Le Journal des voisins (JDV) a appris de la bouche de l’architecte que le propriétaire veut justement éviter l’ouverture de registres et un référendum et préconise le dialogue.

« Le promoteur est en train d’organiser une rencontre de voisinage au courant du mois d’août pour qu’on puisse justement avoir un échange », a confié Étienne Taillefer, président de mdtp atelier d’architecture, lors d’une entrevue avec le JDV.

Le projet devrait être adopté en seconde lecture lors du conseil d’arrondissement de lundi. Un avis sera publié juste après et précisera les modalités pour déposer une demande d’approbation référendaire. Si un référendum était envisagé, il aurait lieu cet automne.

L’enjeu de la circulation

Pour la majorité des riverains, le principal point de contentieux demeure la pression sur la circulation au milieu de ce secteur résidentiel.

La discussion qu’envisage le promoteur est une façon de lever certaines ambiguïtés avec les voisins et favoriser une conversion paisible du couvent des sœurs de la Miséricorde.

Le principal problème qui semble susciter la grogne du voisinage serait la pression sur la circulation automobile dans ce petit quartier.

M. Taillefer souligne qu’une résidence pour personnes âgées (RPA) génère généralement moins de trafic : les résidents sont souvent retraités et leurs activités se déroulent en dehors des heures de pointe.

Il reste que le couvent abrite aussi une garderie, qui peut exister de plein droit. Ce serait probablement elle qui générerait la circulation la plus importante. Le propriétaire s’est dit prêt à revoir les heures d’exploitation pour atténuer le trafic dans le secteur.

« Ce qu’on a compris, c’est que l’enjeu de circulation était déjà là », a indiqué l’architecte. Le projet a seulement mis en lumière un problème ancien qui n’a jamais été résolu.

« Il ne faudrait pas se servir de la prémisse du projet pour se faire entendre sur un problème qui existe déjà », explique-t-il.

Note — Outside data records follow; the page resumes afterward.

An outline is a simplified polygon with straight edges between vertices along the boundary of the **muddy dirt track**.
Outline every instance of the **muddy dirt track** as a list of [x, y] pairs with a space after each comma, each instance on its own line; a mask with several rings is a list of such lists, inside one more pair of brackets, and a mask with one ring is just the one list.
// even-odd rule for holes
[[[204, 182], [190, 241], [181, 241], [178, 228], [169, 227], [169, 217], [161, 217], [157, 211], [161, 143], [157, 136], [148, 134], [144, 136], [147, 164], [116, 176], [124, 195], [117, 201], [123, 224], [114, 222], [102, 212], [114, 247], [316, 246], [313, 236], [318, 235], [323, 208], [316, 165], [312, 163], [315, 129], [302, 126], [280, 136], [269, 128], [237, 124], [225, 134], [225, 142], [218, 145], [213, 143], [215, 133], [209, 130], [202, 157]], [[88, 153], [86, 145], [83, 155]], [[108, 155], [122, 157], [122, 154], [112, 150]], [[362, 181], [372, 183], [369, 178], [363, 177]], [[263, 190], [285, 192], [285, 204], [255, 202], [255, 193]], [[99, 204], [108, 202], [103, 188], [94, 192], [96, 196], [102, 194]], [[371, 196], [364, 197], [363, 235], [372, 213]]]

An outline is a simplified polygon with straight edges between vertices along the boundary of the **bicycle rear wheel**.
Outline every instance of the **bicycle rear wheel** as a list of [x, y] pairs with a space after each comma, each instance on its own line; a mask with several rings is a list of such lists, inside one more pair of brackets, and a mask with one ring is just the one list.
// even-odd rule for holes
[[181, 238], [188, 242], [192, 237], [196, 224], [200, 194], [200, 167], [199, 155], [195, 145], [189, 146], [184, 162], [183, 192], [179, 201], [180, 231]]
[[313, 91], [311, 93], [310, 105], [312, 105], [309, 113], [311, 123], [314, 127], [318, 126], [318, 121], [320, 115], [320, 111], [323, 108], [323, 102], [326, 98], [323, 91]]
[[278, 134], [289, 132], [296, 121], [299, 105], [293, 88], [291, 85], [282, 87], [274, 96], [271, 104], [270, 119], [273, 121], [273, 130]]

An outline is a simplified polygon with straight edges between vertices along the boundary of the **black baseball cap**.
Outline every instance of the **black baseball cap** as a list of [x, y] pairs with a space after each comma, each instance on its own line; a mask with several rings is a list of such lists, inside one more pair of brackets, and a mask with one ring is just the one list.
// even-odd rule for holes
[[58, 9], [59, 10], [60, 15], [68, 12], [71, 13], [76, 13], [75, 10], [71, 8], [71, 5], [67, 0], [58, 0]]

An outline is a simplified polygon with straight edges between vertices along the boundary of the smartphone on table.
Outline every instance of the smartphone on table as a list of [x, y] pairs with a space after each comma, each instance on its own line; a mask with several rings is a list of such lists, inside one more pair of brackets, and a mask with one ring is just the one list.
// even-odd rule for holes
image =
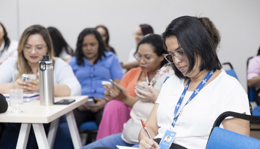
[[71, 102], [75, 102], [76, 100], [74, 99], [64, 99], [55, 103], [56, 105], [68, 105]]

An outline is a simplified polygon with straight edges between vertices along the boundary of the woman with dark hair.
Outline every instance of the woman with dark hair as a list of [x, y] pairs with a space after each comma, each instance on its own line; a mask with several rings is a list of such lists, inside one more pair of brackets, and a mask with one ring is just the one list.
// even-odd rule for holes
[[0, 65], [9, 57], [17, 57], [18, 43], [10, 40], [3, 24], [0, 22]]
[[95, 103], [84, 104], [74, 110], [78, 127], [94, 121], [98, 125], [106, 102], [101, 82], [107, 78], [119, 83], [123, 74], [115, 54], [105, 51], [100, 35], [94, 28], [84, 29], [78, 38], [75, 55], [69, 63], [81, 85], [82, 95], [93, 97]]
[[210, 38], [212, 40], [214, 48], [216, 51], [218, 46], [221, 39], [219, 31], [217, 29], [215, 25], [209, 18], [207, 17], [195, 17], [199, 20], [206, 28], [207, 31], [209, 35]]
[[256, 88], [257, 90], [260, 88], [260, 47], [257, 54], [250, 59], [248, 63], [247, 84], [248, 87]]
[[[136, 28], [136, 32], [135, 33], [135, 39], [136, 45], [138, 45], [140, 41], [146, 35], [153, 33], [153, 30], [151, 26], [146, 24], [140, 25]], [[136, 51], [136, 48], [132, 49], [129, 53], [128, 61], [121, 63], [121, 65], [123, 68], [129, 69], [139, 66], [138, 63], [135, 57]]]
[[47, 28], [50, 33], [54, 48], [54, 56], [60, 58], [68, 63], [73, 55], [73, 51], [63, 38], [61, 33], [53, 27]]
[[[159, 148], [161, 139], [174, 132], [170, 148], [205, 148], [220, 115], [227, 111], [250, 114], [247, 95], [237, 80], [220, 70], [212, 42], [197, 19], [174, 19], [162, 39], [169, 53], [165, 58], [175, 74], [163, 84], [145, 122], [152, 140], [141, 130], [139, 148]], [[250, 135], [246, 121], [228, 117], [221, 127]]]
[[114, 49], [110, 47], [108, 44], [109, 41], [109, 34], [108, 33], [108, 30], [106, 27], [102, 25], [98, 25], [95, 28], [99, 33], [101, 37], [102, 37], [102, 40], [104, 43], [104, 45], [106, 50], [110, 51], [116, 54], [116, 52]]
[[[130, 94], [116, 88], [105, 86], [105, 98], [109, 101], [104, 109], [97, 140], [82, 148], [102, 146], [116, 148], [116, 145], [132, 147], [138, 143], [138, 134], [142, 128], [140, 119], [146, 120], [158, 95], [156, 93], [160, 91], [166, 78], [173, 74], [172, 70], [164, 71], [165, 75], [158, 73], [167, 62], [164, 59], [164, 52], [159, 35], [150, 35], [141, 40], [136, 55], [140, 67], [130, 70], [120, 82]], [[149, 100], [137, 98], [135, 94], [137, 93], [135, 91], [136, 83], [144, 86], [143, 83], [146, 82], [146, 72], [149, 75], [151, 84], [149, 88], [152, 91], [149, 91], [153, 97]], [[148, 88], [148, 83], [146, 85]], [[130, 108], [132, 108], [131, 117]]]

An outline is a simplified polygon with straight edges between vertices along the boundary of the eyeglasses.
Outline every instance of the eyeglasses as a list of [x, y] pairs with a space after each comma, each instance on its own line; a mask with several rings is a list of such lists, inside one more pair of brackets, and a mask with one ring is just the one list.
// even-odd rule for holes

Comme mentionné précédemment par le JDV, deux écoles privées sont situées à proximité du couvent des sœurs de la Miséricorde et obligent les riverains à des acrobaties pour sortir de chez eux le matin. Les usagers et visiteurs de l’hôpital Sacré-Cœur à proximité, viennent aussi se stationner dans ce secteur.

Le chemin vers le référendum

Lors du conseil d’arrondissement de juin, on notait chez les riverains une certaine adhésion au projet de transformation du couvent des sœurs de la Miséricorde, même si le nombre de 148 logements paraît encore excessif.

Les élus avaient organisé un atelier de discussion à la fin mai pour entendre les citoyens et recueillir leurs suggestions en dehors des procédures de consultation officielles.

Il reste qu’après l’adoption du règlement en seconde lecture, les demandes d’ouverture de registre seront reçues et vérifiées. Cela se fera par une résolution finale, à voter en conseil d’arrondissement.

Comme il n’y a pas de conseil en août, cette adoption devrait avoir lieu le 14 septembre. Le registre sera ensuite ouvert pour une période de 45 jours, soit jusqu’à la fin octobre. Si la demande est jugée valide, le référendum devrait être tenu dans les 120 jours suivants, soit à l’automne.